For the set of positive even numbers A={2, 4, 6, 8, … . }, we have 4 ∈ 𝐴, 5 ∉ 𝐴, −2 ∉ 𝐴, 0 ∉ 𝐴, 12 ∈ 𝐴.

1.2. Description of sets

Sets can be defined using various methods. These include: 

i. Verbal method (Statement form):

Sets can be described in words, stating the characteristics or properties of the elements in the set. Example: The set of natural numbers less than 1000.

ii. Listing Method

a. Complete listing method (Roster Method): In this method, all the elements of the set are explicitly listed within curly braces {}.

Example 3: $A =\{ 1, 2, 5, 11, 19, 23\}$

b. Partial listing method: In this method, only some elements of the set are listed, typically followed by ellipses (…) to indicate that the pattern continues in the same pattern.

Example 4: $B = \{2, 4, 6, 8, 10, 12, \dots\}$.

iii.
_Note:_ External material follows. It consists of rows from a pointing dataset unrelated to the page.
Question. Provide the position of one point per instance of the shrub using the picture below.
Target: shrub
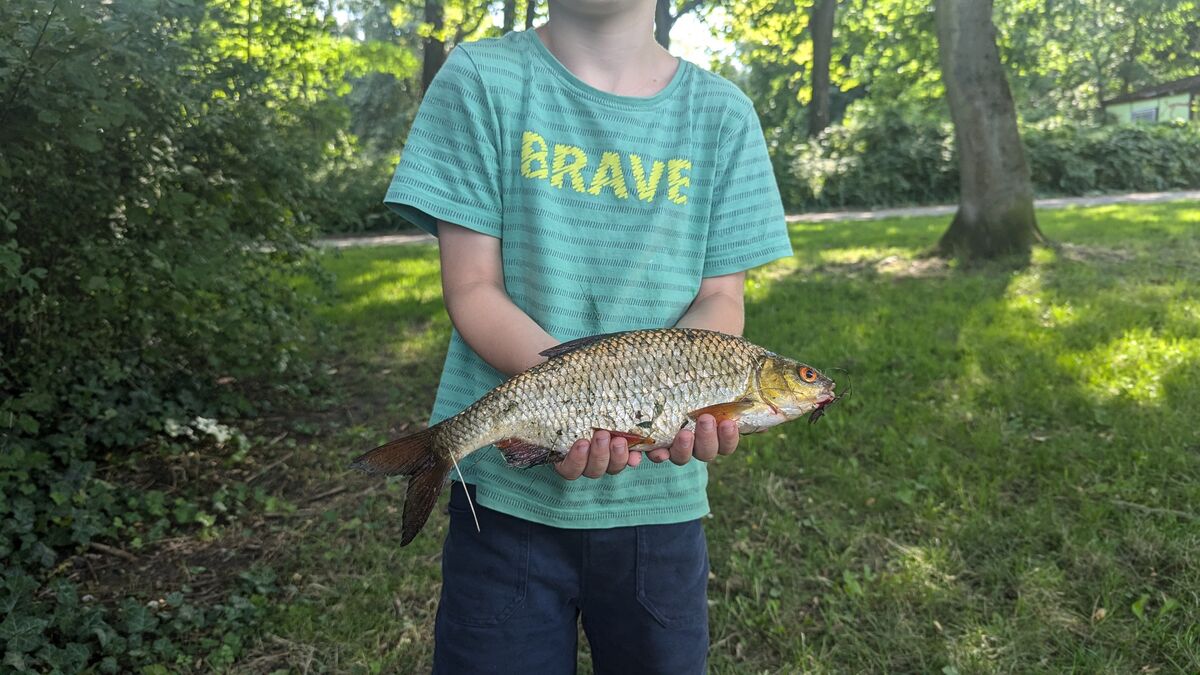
(897, 157)
(156, 197)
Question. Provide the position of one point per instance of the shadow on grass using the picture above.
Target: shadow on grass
(1017, 458)
(1003, 491)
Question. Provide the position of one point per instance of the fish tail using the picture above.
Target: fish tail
(412, 455)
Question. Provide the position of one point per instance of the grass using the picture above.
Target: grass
(1013, 487)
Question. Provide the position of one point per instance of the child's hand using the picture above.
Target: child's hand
(605, 454)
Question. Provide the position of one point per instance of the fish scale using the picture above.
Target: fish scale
(645, 386)
(604, 387)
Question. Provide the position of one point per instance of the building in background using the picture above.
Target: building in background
(1163, 102)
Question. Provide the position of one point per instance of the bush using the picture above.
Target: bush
(157, 189)
(1081, 160)
(885, 157)
(898, 157)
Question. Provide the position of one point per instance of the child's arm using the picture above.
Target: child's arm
(507, 338)
(718, 305)
(473, 286)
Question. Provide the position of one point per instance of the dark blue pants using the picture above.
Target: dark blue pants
(511, 596)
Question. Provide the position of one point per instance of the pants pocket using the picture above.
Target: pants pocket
(672, 573)
(484, 573)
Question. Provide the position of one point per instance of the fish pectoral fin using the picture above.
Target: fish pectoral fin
(635, 440)
(720, 412)
(520, 453)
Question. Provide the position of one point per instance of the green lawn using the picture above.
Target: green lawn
(1014, 485)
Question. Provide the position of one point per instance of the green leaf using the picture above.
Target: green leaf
(22, 634)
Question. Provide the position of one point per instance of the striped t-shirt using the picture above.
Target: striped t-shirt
(610, 211)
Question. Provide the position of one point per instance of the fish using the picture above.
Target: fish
(643, 386)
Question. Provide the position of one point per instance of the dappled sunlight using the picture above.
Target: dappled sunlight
(921, 569)
(1132, 366)
(853, 255)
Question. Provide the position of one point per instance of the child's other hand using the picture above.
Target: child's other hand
(708, 441)
(605, 454)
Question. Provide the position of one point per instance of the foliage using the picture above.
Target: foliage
(895, 156)
(1081, 159)
(888, 156)
(1011, 488)
(162, 167)
(54, 628)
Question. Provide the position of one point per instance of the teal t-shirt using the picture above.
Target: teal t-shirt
(610, 211)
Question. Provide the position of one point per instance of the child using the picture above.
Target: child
(581, 180)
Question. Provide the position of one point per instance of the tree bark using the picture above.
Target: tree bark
(995, 215)
(663, 23)
(433, 51)
(822, 52)
(531, 12)
(510, 16)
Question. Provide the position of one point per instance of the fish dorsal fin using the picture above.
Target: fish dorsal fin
(579, 344)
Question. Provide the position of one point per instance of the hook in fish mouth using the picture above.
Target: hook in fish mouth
(828, 399)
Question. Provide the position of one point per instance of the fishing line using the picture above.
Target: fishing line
(466, 491)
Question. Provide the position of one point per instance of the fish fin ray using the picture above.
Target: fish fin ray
(634, 438)
(520, 453)
(424, 488)
(720, 412)
(579, 344)
(403, 457)
(411, 455)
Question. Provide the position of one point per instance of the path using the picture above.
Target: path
(829, 216)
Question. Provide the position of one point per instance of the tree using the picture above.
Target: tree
(995, 215)
(433, 52)
(510, 16)
(664, 19)
(821, 27)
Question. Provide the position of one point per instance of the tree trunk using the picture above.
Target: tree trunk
(663, 23)
(995, 215)
(435, 49)
(510, 16)
(822, 52)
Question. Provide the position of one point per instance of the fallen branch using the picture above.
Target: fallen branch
(112, 550)
(324, 495)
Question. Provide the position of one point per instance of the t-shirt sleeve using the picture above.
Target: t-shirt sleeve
(449, 168)
(745, 226)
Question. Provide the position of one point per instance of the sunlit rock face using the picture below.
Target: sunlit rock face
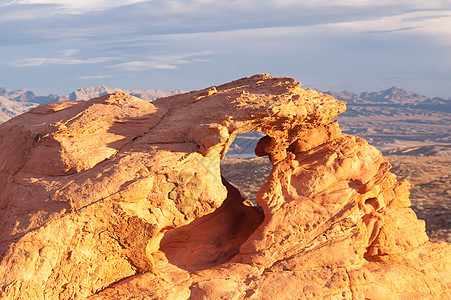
(116, 198)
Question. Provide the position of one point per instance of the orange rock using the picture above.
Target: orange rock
(117, 197)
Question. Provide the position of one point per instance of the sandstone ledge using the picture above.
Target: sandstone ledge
(117, 197)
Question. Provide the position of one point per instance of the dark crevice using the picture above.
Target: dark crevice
(214, 238)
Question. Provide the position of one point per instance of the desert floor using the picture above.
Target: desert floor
(430, 177)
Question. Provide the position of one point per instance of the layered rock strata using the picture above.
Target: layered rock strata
(119, 198)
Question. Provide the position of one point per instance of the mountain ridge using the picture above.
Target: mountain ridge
(15, 102)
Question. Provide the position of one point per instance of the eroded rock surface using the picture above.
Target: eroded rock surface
(119, 198)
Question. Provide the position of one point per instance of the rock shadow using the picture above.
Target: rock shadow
(214, 238)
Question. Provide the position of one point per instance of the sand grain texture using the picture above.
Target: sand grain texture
(119, 198)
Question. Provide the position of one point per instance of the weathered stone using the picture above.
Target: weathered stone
(117, 197)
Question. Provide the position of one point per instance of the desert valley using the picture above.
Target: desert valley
(119, 197)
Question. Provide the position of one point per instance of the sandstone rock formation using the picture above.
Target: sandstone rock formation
(119, 198)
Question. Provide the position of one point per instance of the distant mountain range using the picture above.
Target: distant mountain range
(390, 119)
(15, 102)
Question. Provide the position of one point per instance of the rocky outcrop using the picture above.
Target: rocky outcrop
(119, 198)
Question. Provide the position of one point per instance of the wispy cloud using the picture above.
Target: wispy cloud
(63, 59)
(163, 62)
(93, 77)
(77, 6)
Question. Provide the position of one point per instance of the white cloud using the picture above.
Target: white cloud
(38, 61)
(79, 6)
(163, 62)
(92, 77)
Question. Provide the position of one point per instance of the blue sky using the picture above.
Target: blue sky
(57, 46)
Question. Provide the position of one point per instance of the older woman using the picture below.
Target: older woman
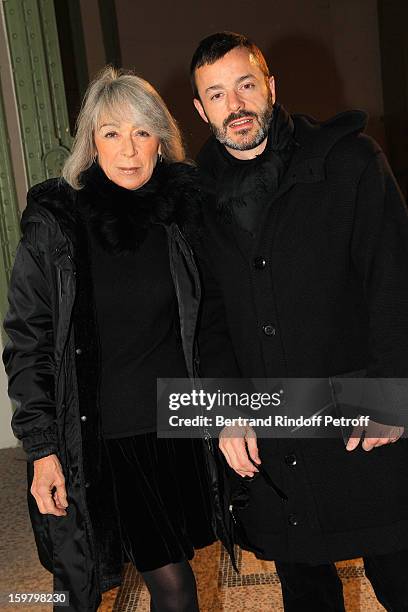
(103, 301)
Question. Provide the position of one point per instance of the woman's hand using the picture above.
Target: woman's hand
(48, 486)
(236, 443)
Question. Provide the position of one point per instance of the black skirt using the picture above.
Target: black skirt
(163, 498)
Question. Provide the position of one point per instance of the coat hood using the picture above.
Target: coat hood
(314, 138)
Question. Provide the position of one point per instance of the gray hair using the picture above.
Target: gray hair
(120, 94)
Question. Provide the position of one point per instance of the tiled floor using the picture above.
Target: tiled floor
(255, 589)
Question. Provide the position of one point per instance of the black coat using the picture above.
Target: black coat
(321, 291)
(51, 361)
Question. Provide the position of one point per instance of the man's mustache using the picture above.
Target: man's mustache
(236, 116)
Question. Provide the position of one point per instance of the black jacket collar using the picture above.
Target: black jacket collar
(121, 215)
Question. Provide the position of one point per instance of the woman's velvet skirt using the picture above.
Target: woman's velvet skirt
(163, 498)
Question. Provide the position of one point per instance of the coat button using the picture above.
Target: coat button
(291, 460)
(268, 329)
(293, 520)
(259, 263)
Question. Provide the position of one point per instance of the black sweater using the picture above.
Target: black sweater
(137, 315)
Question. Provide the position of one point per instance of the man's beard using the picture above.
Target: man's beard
(264, 120)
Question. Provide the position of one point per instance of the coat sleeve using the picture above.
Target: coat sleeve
(380, 257)
(29, 354)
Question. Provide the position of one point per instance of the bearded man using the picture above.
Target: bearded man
(307, 235)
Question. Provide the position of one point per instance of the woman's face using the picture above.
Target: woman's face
(127, 153)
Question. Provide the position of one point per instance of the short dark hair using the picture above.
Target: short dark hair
(215, 46)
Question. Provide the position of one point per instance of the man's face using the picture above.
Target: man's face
(236, 100)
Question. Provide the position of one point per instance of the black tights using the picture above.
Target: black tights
(172, 588)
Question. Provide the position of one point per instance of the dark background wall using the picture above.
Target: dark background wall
(327, 55)
(324, 54)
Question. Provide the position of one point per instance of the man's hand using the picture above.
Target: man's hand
(48, 487)
(376, 434)
(236, 443)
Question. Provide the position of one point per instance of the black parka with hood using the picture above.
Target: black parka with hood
(52, 363)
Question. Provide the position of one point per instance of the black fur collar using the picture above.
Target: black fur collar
(120, 218)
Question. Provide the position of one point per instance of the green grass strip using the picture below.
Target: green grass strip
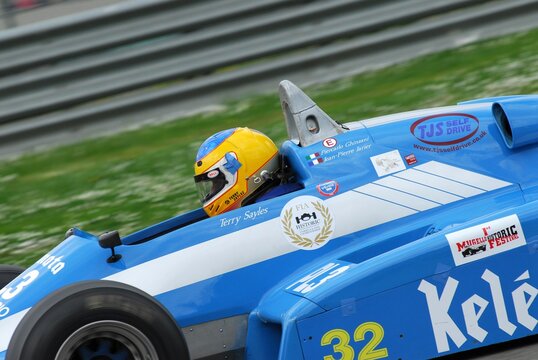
(136, 178)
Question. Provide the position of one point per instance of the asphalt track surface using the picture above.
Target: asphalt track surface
(524, 349)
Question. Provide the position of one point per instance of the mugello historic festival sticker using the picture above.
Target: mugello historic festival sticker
(307, 222)
(446, 132)
(486, 239)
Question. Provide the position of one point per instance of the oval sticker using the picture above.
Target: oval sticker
(445, 129)
(212, 174)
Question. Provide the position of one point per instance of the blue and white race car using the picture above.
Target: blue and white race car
(415, 236)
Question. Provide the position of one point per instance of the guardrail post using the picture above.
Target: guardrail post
(9, 17)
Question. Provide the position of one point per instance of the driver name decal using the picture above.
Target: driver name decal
(307, 222)
(486, 239)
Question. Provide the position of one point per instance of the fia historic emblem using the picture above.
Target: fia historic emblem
(307, 222)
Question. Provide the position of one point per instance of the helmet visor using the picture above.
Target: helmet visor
(209, 184)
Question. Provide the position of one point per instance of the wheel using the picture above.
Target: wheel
(8, 273)
(98, 320)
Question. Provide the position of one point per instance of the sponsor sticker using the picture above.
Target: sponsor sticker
(328, 188)
(212, 174)
(486, 239)
(410, 159)
(314, 159)
(388, 163)
(446, 132)
(330, 142)
(307, 222)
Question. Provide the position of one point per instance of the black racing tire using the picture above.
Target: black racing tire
(98, 319)
(8, 273)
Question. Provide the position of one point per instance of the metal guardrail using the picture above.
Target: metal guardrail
(155, 54)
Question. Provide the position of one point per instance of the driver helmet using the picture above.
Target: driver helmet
(231, 165)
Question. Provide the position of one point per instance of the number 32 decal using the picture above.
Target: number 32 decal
(339, 339)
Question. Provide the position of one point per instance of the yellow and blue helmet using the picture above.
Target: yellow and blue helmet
(231, 165)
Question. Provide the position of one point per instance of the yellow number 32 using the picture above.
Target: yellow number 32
(342, 347)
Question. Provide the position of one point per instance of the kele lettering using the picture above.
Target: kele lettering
(444, 327)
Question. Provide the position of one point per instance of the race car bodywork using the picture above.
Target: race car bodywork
(415, 236)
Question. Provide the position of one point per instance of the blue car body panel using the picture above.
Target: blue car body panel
(400, 206)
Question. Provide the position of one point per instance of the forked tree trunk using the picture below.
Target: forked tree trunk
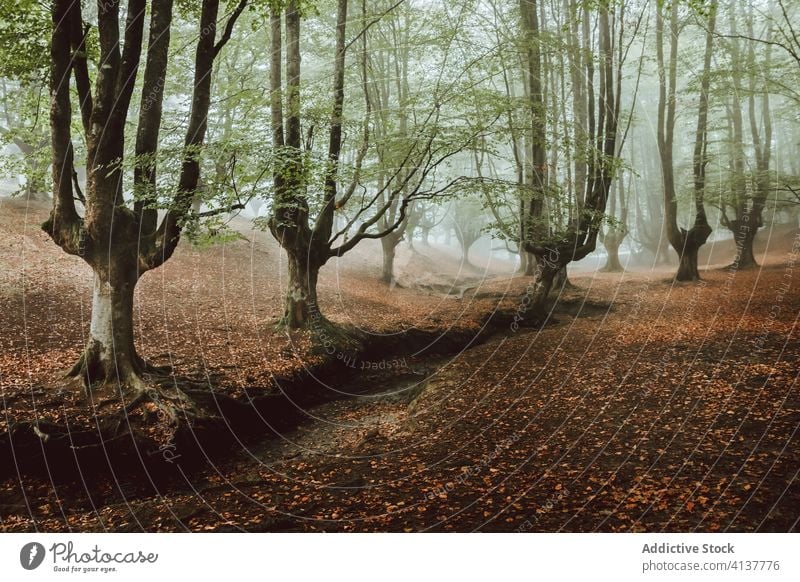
(110, 357)
(687, 265)
(301, 309)
(389, 247)
(612, 242)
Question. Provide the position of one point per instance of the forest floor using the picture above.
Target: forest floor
(644, 406)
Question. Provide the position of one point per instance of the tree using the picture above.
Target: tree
(748, 196)
(556, 248)
(119, 236)
(467, 223)
(686, 243)
(303, 208)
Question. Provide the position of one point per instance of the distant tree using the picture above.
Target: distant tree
(305, 202)
(467, 221)
(685, 242)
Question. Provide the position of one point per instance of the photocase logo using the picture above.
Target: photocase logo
(32, 555)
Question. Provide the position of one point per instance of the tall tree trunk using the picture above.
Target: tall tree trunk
(389, 247)
(110, 356)
(301, 309)
(612, 241)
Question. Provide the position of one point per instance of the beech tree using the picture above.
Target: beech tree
(553, 247)
(118, 234)
(303, 209)
(686, 243)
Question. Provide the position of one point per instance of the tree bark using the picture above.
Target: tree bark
(110, 356)
(301, 309)
(612, 242)
(389, 246)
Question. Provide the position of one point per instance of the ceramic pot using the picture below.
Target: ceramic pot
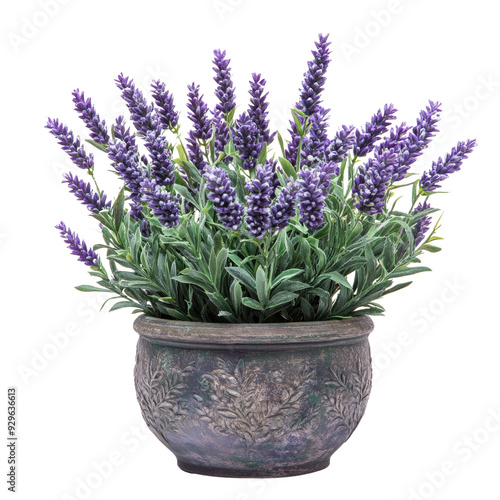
(253, 400)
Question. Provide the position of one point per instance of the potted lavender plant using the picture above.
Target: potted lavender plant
(255, 263)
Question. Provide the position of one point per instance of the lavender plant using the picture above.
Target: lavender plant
(233, 226)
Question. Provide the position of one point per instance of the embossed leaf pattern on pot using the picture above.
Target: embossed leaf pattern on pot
(345, 403)
(235, 402)
(159, 393)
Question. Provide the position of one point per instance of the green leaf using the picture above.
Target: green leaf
(98, 145)
(261, 285)
(281, 143)
(430, 248)
(243, 277)
(90, 288)
(179, 180)
(281, 298)
(296, 119)
(252, 304)
(334, 276)
(184, 192)
(285, 275)
(291, 286)
(263, 155)
(122, 304)
(397, 287)
(288, 168)
(219, 266)
(388, 254)
(407, 271)
(236, 296)
(118, 208)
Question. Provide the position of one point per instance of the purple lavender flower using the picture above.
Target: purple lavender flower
(202, 129)
(441, 169)
(162, 204)
(275, 181)
(82, 190)
(372, 181)
(225, 87)
(169, 118)
(417, 140)
(310, 94)
(284, 209)
(337, 149)
(261, 189)
(124, 155)
(195, 152)
(125, 160)
(247, 141)
(423, 224)
(87, 112)
(311, 199)
(72, 146)
(141, 113)
(162, 166)
(78, 247)
(325, 171)
(225, 97)
(258, 108)
(314, 146)
(123, 134)
(394, 139)
(379, 124)
(223, 195)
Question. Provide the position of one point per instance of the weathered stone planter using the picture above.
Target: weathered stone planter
(253, 400)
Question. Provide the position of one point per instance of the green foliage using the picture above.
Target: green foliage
(201, 271)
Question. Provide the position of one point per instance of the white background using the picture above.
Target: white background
(436, 352)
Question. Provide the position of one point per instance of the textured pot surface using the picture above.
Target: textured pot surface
(253, 400)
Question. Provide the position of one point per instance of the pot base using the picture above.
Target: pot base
(291, 470)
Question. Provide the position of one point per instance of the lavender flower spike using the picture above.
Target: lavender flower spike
(202, 129)
(372, 181)
(162, 165)
(315, 145)
(225, 97)
(82, 190)
(310, 94)
(78, 247)
(195, 152)
(225, 87)
(87, 112)
(417, 140)
(141, 113)
(169, 118)
(325, 171)
(423, 224)
(311, 199)
(162, 204)
(72, 146)
(284, 209)
(378, 125)
(247, 141)
(222, 194)
(261, 189)
(443, 168)
(258, 108)
(340, 145)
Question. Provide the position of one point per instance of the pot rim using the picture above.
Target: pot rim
(256, 336)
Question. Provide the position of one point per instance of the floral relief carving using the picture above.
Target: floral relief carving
(160, 396)
(245, 401)
(234, 401)
(346, 400)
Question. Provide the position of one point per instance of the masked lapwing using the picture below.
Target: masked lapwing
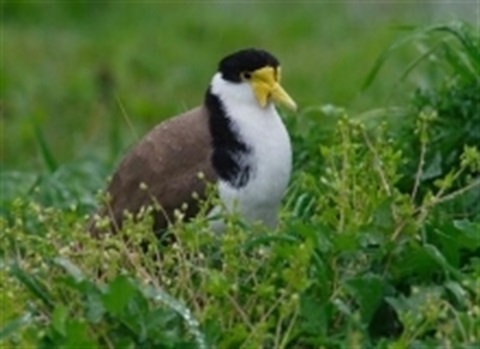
(235, 140)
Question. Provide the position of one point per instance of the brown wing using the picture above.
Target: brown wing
(166, 163)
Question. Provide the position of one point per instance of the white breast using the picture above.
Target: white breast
(271, 156)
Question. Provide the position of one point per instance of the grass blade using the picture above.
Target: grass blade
(12, 327)
(32, 284)
(45, 152)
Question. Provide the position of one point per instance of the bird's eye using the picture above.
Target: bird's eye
(247, 75)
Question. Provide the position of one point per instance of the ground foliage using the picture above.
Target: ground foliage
(378, 244)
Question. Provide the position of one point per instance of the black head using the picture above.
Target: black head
(247, 60)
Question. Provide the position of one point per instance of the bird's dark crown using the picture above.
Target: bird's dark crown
(248, 60)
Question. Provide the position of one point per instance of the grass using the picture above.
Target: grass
(379, 236)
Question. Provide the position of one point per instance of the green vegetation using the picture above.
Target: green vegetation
(379, 241)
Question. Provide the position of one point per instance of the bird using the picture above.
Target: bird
(235, 140)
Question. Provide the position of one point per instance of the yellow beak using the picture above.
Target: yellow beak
(266, 86)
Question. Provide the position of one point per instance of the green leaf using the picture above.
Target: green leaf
(45, 152)
(368, 291)
(70, 268)
(32, 284)
(14, 326)
(59, 319)
(118, 294)
(77, 336)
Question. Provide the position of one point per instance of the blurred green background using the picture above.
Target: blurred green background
(76, 74)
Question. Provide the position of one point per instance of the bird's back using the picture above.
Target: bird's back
(164, 168)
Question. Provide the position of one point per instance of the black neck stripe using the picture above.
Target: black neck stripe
(230, 153)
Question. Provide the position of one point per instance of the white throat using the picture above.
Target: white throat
(263, 131)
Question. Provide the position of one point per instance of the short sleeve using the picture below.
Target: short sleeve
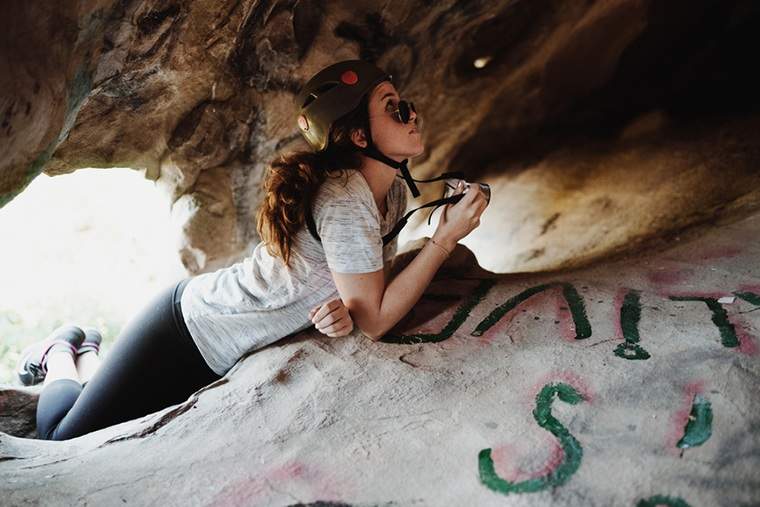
(350, 235)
Set builder method (Method of defining property):

In this method, a set is defined by specifying a property or condition that its elements must satisfy. The set is represented as $\{x | P(x)\}$, where x is the variable representing the elements of the set, and $P(x)$ is the property that determines whether x belongs to the set.

Example 5: $A = \{ x \mid x \in \mathbb{N}, x < 21 \}$

In conclusion, We have discussed sets, elements and different methods of defining sets, such as verbal statements, listing methods, and set builder methods. Sets allow mathematicians to study relationships between objects, perform operations, and develop mathematical theories across various disciplines

Basic concepts for Sets and Elements

• Element: An individual object or member of a set. Elements are often denoted by lowercase letters.
• Well-defined: A characteristic of a set where the criteria for inclusion in the set are clear and agreed upon, leaving no room for ambiguity.
• Roster Method (Listing Method): A method of defining a set by explicitly listing all of its elements within curly braces. Example: A = {a, b, c} .
• Partial Listing Method: A variation of the roster method where only some elements of the set are listed, followed by ellipses (…) to indicate that the pattern continues. Example: B = {2, 4, 6, …} .
• Set Builder Notation (Set Builder Method): A method of defining a set by specifying a property that its elements must satisfy. Represented as ${x \mid P(x)} $, where $ x $ is a variable representing elements and $ P(x) $ is the condition for membership. Example: $ C = \{ x \mid x \text{ is a positive integer less than } 10 \}$.
• Membership: The relationship between an element and a set. Denoted by $( \in ) (epsilon)$ for “belongs to” and $( \notin )$ for “does not belong to”. Example: $( a \in A )$ means $a $ is an element of set $ A $.
• Non-Well-defined Set: For Example:- The set of good students in Ethiopia grade nine students.
• Complete Listing: A = {1, 2, 3, 4, 5}.
• Partial Listing: $( B = {2, 4, 6, 8, \ldots} )$ (where the pattern continues).

Conclusion

Sets and elements are fundamental concepts in mathematics that allow for the organization and classification of objects based on well-defined criteria. Understanding these concepts is crucial for studying relationships, performing operations, and developing mathematical theories.